Catégorisation, segmentation, sectorisation, des mots froids, qui, malheureusement, définissent de plus en plus souvent les lecteurs.

Le lectorat est en effet de plus en plus réduit à n’être qu’une tranche d’âge. Il est certes peu évident de se repérer dans une production littéraire toujours plus foisonnante, et on peut comprendre ce besoin d’établir des repères, des collections pour les 6-8 ans, les 8-10 ans, les 10-12 ans, les adolescents, etc, afin d’aider les parents et les prescripteurs dans leurs choix. Cependant, le livre idéal pour les 6 ans, les 8 ans, les 10 ans, les 12 ans, les 30 ans, les 60 ans n’existe pas !Le livre n’est pas une prescription donnée à un âge donné.

Inviter le lecteur à ne pas se perdre, l’engoncer dans un carcan peut réduire à néant la petite étincelle de risque, de découverte jubilatoires face à une lecture plus complexe (aussi bien au niveau du contenu que de la narration). Le lecteur y perd alors la possibilité de se dévoiler, tout d’abord, à lui-même. Comme si toutes difficultés, tous écueils devraient être éviter à tout prix. Pourquoi ?

Découvrir, dévoiler, là est la lecture. Certes ce qui relève de la lecture adolescente n’est pas cohérent pour un enfant de 8 ans, et vice-versa. Chaque lecteur est pourtant, et fort heureusement, unique et la sectorisation quasi-systématique ( mais aussi les avertissements de lecture, aperçus plus récemment dans certains ouvrages) brise le lecteur en tant qu’individu, qu’être unique. Le lecteur est Un.
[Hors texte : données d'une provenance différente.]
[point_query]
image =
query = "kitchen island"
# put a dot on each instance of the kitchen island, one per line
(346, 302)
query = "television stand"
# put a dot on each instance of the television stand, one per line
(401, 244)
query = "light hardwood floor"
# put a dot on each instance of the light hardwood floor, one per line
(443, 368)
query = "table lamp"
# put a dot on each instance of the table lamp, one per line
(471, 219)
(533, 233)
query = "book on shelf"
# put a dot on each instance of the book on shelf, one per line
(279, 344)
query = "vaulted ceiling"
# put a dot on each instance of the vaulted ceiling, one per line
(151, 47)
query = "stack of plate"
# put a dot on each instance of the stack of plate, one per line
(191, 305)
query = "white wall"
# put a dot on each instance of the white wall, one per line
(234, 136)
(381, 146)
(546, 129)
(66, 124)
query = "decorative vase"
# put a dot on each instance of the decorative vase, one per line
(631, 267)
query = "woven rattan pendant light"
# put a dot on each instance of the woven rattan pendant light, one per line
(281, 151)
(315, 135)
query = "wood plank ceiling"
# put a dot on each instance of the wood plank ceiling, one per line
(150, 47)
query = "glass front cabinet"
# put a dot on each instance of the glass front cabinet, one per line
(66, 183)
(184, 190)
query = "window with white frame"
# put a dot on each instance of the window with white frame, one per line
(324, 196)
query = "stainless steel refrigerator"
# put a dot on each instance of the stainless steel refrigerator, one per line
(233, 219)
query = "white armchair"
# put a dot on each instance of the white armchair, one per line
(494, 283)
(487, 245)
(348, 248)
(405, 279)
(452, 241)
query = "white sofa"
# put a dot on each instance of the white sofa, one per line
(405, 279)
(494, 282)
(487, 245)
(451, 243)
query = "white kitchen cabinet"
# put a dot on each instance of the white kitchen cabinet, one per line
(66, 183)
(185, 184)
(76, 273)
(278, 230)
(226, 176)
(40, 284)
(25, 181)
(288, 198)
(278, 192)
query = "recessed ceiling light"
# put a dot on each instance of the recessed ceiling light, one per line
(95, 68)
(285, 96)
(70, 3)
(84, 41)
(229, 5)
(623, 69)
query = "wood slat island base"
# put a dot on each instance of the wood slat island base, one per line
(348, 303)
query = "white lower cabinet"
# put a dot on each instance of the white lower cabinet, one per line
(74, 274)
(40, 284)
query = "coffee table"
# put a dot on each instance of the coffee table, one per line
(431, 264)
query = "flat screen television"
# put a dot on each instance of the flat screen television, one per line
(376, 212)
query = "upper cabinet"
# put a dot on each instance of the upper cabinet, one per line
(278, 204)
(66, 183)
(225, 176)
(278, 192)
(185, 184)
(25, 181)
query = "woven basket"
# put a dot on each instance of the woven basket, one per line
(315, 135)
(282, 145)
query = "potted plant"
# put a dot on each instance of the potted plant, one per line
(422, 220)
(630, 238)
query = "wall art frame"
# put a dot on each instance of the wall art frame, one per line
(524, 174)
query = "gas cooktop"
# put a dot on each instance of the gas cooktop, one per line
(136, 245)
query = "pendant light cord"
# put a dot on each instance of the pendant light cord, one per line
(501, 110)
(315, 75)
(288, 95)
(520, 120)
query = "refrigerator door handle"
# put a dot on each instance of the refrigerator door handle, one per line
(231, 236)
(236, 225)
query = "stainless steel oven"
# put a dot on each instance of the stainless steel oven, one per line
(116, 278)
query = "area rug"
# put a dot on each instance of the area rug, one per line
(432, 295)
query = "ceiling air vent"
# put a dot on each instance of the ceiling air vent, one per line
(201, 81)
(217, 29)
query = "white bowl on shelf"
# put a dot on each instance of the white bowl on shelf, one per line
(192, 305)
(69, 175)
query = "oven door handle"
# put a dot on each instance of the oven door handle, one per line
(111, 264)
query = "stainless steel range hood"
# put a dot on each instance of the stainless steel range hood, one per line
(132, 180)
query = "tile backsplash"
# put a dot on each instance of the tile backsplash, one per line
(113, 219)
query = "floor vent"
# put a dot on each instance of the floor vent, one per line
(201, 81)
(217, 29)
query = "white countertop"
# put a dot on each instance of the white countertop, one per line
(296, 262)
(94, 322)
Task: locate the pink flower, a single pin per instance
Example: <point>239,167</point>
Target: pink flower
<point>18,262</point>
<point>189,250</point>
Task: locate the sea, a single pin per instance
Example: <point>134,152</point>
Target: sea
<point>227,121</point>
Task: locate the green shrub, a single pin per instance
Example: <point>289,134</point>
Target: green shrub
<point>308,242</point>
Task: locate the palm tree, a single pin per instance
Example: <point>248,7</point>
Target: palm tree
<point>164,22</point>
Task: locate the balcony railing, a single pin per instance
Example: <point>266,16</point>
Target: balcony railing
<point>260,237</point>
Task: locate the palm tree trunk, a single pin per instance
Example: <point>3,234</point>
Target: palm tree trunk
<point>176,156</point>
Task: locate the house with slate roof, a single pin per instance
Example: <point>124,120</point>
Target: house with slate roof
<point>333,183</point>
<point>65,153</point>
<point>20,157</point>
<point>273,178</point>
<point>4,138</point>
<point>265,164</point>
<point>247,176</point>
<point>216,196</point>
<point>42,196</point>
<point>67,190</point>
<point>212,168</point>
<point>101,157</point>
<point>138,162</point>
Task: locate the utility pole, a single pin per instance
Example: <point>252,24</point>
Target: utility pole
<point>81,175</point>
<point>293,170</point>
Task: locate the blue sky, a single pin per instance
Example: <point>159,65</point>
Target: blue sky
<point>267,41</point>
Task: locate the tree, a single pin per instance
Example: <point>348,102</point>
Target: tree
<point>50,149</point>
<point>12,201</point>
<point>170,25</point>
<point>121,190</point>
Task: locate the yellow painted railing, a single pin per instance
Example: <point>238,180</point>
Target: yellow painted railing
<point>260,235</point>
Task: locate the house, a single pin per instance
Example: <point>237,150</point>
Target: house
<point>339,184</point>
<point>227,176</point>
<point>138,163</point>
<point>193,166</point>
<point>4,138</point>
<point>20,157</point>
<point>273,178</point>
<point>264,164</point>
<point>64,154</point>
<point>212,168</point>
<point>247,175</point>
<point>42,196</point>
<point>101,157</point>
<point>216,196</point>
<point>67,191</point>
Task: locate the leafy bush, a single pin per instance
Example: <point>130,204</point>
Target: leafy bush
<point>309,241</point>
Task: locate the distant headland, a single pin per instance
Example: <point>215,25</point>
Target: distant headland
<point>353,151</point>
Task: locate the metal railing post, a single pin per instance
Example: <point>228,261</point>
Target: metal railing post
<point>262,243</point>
Un éditeur l’a bien compris : La Joie de Lire. Cette maison helvète de littérature jeunesse indique aussi, depuis peu, une catégorie sur ses romans, à une nuance près :

Catégorie d’âge : Chaque lecteur est unique. Si vous avez un doute, demandez conseil à votre libraire.

Bravo de refuser les réductions, la classification, la globalisation. Merci de considérer la lecture comme multiple et chaque lecteur comme être unique.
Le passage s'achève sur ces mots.